What you see when you look through that eyehole will never be exactly the same twice! While the container holding the objects is usually as large as -- or larger than -- the kaleidoscope tube, only the portion of the objects that fall within the space of the triangle within the object holder is reflected.
Consider a pizza cut into wedge slices. A single slice might represent the objects that are displayed in the vee-shaped or triangular area of a kaleidoscope. However, if you put that slice of pizza between two angled mirrors, what you'd see would look almost like a whole pizza made up of numerous reflections of that one slice, side by side.

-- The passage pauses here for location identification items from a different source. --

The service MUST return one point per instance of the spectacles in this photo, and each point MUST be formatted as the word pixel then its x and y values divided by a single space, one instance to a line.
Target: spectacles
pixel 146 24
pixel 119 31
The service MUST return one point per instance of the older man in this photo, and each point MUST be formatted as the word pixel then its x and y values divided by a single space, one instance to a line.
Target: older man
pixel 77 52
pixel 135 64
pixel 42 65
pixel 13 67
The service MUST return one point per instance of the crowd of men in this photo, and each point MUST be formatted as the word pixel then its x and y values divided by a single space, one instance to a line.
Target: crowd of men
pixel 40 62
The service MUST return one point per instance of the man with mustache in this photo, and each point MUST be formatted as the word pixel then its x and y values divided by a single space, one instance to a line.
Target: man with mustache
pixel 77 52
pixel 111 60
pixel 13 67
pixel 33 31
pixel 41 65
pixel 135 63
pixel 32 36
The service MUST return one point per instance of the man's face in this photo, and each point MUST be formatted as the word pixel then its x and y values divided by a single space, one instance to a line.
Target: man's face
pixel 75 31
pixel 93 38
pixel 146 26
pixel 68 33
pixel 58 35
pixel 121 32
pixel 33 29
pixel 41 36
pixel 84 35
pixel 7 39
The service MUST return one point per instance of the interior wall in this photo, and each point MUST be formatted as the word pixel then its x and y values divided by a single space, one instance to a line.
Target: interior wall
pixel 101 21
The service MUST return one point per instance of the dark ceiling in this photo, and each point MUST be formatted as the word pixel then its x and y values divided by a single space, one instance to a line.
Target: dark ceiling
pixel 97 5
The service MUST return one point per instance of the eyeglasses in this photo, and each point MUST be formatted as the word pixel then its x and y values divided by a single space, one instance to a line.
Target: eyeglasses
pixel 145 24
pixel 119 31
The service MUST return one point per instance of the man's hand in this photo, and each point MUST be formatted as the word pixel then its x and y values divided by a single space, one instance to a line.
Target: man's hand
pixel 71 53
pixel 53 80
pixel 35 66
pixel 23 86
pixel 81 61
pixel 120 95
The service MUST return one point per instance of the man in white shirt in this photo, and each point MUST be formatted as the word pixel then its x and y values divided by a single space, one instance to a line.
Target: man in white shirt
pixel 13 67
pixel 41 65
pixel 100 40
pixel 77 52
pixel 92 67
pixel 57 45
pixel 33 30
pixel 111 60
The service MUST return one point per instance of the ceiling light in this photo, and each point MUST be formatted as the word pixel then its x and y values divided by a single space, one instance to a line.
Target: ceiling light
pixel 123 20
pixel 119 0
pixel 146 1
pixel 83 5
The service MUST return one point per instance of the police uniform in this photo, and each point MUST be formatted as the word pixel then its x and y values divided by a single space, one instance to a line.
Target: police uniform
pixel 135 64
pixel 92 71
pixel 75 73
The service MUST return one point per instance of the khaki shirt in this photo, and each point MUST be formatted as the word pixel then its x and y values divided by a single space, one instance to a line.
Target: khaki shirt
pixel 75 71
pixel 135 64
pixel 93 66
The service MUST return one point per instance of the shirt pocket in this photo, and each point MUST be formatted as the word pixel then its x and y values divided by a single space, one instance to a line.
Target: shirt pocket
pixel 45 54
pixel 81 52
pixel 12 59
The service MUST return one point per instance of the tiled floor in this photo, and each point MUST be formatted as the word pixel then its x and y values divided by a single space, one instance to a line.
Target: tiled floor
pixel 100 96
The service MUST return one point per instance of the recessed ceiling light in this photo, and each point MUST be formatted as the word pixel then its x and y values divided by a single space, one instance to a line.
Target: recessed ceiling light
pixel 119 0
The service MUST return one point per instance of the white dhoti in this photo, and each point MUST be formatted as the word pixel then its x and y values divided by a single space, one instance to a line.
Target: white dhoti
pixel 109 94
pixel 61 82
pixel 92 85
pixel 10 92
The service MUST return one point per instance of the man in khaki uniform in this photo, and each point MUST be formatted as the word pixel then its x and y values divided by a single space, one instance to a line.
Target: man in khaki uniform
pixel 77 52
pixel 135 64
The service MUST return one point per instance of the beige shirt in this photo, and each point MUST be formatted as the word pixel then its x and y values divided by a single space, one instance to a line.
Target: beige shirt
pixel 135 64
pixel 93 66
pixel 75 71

Basic geometry tells us that a circle, like a complete pizza, is 360 degrees around. Each pizza slice or triangle in the kaleidoscope is a portion of that. The fatter the wedge, the wider the angle is at its point; the thinner the wedge, the smaller the angle. The size of the angle determines how many times that slice is reflected. For example, if your slice is one-fourth of the whole pizza, the angle is 90 degrees. In a kaleidoscope with two mirrors, that pizza slice appears four times in the image at the end of the kaleidoscope. If the slice is half that size -- a 45-degree angle -- it's reflected eight times in the image [source: Kohler]. The smaller the slice, the more times it appears.
Fortunately, the image in the average kaleidoscope is far more interesting than pizza. Even the simplest collection of ordinary buttons, beads or glass pieces is transformed into an intricate and beautiful design when a kaleidoscope does its work. This is due in part to the principle of symmetry. If you draw a line down the center of a symmetrical object, the halves on either side of the line are the same. Commonly, you'd say that they're mirror images of each other. In a kaleidoscope, each repeated image is symmetrical in relation to the image beside it. The more precisely the mirrors or reflective surfaces are joined together, the more precise the resulting symmetrical images will be.
In a two-mirror kaleidoscope, a 30-degree wedge has 11 reflections [source: Staub]. If the original wedge is at the very top (at 12 o'clock on a clock face), the reflections on its right and left (11 o'clock and 1 o'clock) are the first reflections of the original image. Given the way light hits a mirror and reflects away at the same angle, a blue bead placed at the right-hand edge of the original wedge would appear in the same position on the left-hand edges of the first set of reflections. The reflections at 10 o'clock and 2 o'clock are the second set of reflections; the blue bead appears on the right-hand edges of these wedges.
The third set of reflections (9 o'clock and 3 o'clock) shows the blue bead back on the left-hand edge. The blue bead appears on the right-hand edge in the fourth set of reflections (8 o'clock and 4 o'clock). And it appears on the left-hand edges in the fifth set of reflections (7 o'clock and 5 o'clock). The final reflection (6 o'clock) shows the bead once again on the right-hand edge. The way the object reflections move from side to side and combine with others in this symmetrical dance form the patterns that make kaleidoscopes so delightful.
The two-mirror construction creates a design of wedge reflections filling 360 degrees with a black background. Three or more mirrors will result in a design that fills the entire space with even more intricate geometric patterns and their seemingly endless reflections. For example, three mirrors create a series of complex triangular reflections. The mirror angle affects the pattern.
Because the objects in the kaleidoscope move -- usually after you shake them or rotate the object container -- they never are arranged exactly the same way a second time, and no two designs will ever be perfectly identical.